The new Nyugati Station must therefore also have an underground section so that the tunnel planned for the future can start from there— more pecifically, from the suburban platforms under the Eiffel Hall. However, the size of the suburban section is limited by the foundations of the walls of the historic Hall, which is why there would be additional, longer platforms for long-distance trains behind the Hall. As long as there is no tunnel (i.e. the underground section of the station will continue to serve trains as a terminus), this design will increase the capacity of Nyugati Railway Station, together with the remaining tracks on the surface, if the railway lines leading to it are upgraded. And when the tunnel is operational, many of the trains that now only run from Kelenföld to Déli or Keleti will reach Nyugati, making it the main railway station. The station of Liszt Ferenc International Airport will also be accessible from here when the new railway line between Monor and Kőbánya-Kispest is completed, easing the passenger burden on the Cegléd line.

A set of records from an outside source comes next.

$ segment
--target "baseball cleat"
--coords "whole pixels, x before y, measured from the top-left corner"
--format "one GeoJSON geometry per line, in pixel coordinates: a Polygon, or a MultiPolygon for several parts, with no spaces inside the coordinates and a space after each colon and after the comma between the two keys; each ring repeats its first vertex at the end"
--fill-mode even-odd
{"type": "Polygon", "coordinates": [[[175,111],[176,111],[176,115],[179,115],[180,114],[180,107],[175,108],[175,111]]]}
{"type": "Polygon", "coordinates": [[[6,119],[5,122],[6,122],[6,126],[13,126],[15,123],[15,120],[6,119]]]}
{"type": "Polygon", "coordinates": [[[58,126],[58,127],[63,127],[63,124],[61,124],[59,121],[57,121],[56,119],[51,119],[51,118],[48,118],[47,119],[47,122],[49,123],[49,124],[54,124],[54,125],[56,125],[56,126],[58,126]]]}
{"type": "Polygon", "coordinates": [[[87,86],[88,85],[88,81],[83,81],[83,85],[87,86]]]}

The design contest and the preparatory works are supported by the Cohesion Fund of the European Union and the Government of Hungary.
The results of the international design contest launched by the Budapest Development Agency (BFK) were presented by Balázs Fürjes, Chairman of the Evaluation Committee and State Secretary for the Development of Budapest, Dávid Vitézy, CEO of BFK, and Zoltán Erő, Chief Architect of Budapest.